The result was a pair of gloved with especially equipped braille sensors that bend in response to the phone sensors. This, in turn, makes it easier for someone who is visually impaired to type on their smart devices.

Dilamani said that she was honored – and a little surprised –to reach this point and be recognized. Then, When asked how she’d react if she was among the finalists, to be announced on Jan. 23, Dilamani said she’d likely be “speechless.”

“I’d probably be speechless, because this project I was working on, it was a homegrown project and I didn’t have this advanced input by a mentor,” Dilamani said.

Regardless of the end results of the science contest though, Dilamani, a member of the school’s neuroscience club, Key Club and two sports teams, said she intends to continue studying engineering in college.

Amy Shteyman

Amy Shteyman

Amy Shteyman, a fellow semifinalist, said she had the chance to use new equipment built by the army and Israeli intelligence for a project expanding the science behind smiles.

More specifically, Shteyman said, she conducted a neuroimaging study to map brain activity that came from certain interactions that caused people to smile, whether it was with other people or inanimate objects.

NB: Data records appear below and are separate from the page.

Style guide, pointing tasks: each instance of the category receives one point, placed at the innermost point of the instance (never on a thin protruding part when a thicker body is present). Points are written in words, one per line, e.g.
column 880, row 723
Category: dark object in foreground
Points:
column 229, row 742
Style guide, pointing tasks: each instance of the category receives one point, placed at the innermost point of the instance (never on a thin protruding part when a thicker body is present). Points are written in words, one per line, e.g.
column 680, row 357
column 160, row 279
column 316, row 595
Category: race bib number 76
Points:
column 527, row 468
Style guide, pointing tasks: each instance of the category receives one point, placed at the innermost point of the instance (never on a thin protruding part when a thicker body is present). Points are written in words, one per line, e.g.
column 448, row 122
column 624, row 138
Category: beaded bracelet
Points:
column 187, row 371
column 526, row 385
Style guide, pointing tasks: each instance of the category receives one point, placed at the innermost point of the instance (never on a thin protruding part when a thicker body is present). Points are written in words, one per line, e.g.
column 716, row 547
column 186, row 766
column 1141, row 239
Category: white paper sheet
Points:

“I found that there’s a difference in interactions when a person smiles at another person,” Shteyman said, noting that certain areas of the brain were much more strongly activated.

Shteyman said that neuroscience has always been a passion for her. It led her not only to found the school’s neuroscience club, she said, but also to pursue this project.

If she were to be a finalist in the Regeneron Science Talent Search, Shteyman said it would be “the biggest honor.”

“That would be the biggest honor,” Shteyman said. “Being able to present your work in Washington D.C. with Nobel Lauretes and all these very renowned people and accomplished people… I can’t even imagine.”

Regardless of the results, Shteyman said she intends to continue her neuroscience studies with Dr. Joy Hirsch, who mentored her through the project, at Yale University.

“For me, even getting into the lab and having the experience to work with such nice and exciting people in the lab, that’s what made me love research so much,” Shteyman said.

Megan Xu

Megan Xu

Fellow scholar Megan Xu, 17, said she studied the preservation of microscopic lifeforms dating back 800 million years, and how organic carbon affects their ultimate transformation into fossils.

Xu said she found a negative impact, with carbon adversely affecting their quality. This discovery, she said, could help explain the differences between various microfossils from the era and why some species were preserved rather than not.

Her project idea originated from a program she attended from over the summer, as well as her mentor, Tina Woltz, a Ph.D student at the University of California Santa Barbara.

In addition to the research program, Xu has also been president of the Science Olympiad Club, where she said they get to “explore science topics that normally wouldn’t be taught in school,” and has been a member of the Nassau County Mathematics team.

“I didn’t get to take environmental science or in-depth earth science in high school,” Xu said.

Outside of school, Xu said she also has a love of music. She has learned at the “Manhattan School of Music” and has an upcoming honors orchestra event in March.

When asked what she would do if she advanced to the finals, Xu said she might be a little worried to miss the last day of the event, but that she would be very happy.

“I’d be super ecstatic that I’d get to go to Washington D.C.,” Xu said.

Xu, who recalled seeing scientific scholars on the school website when she was younger, also thanked the research program, the school and science research teacher Alan Schorn for being so supportive to the group.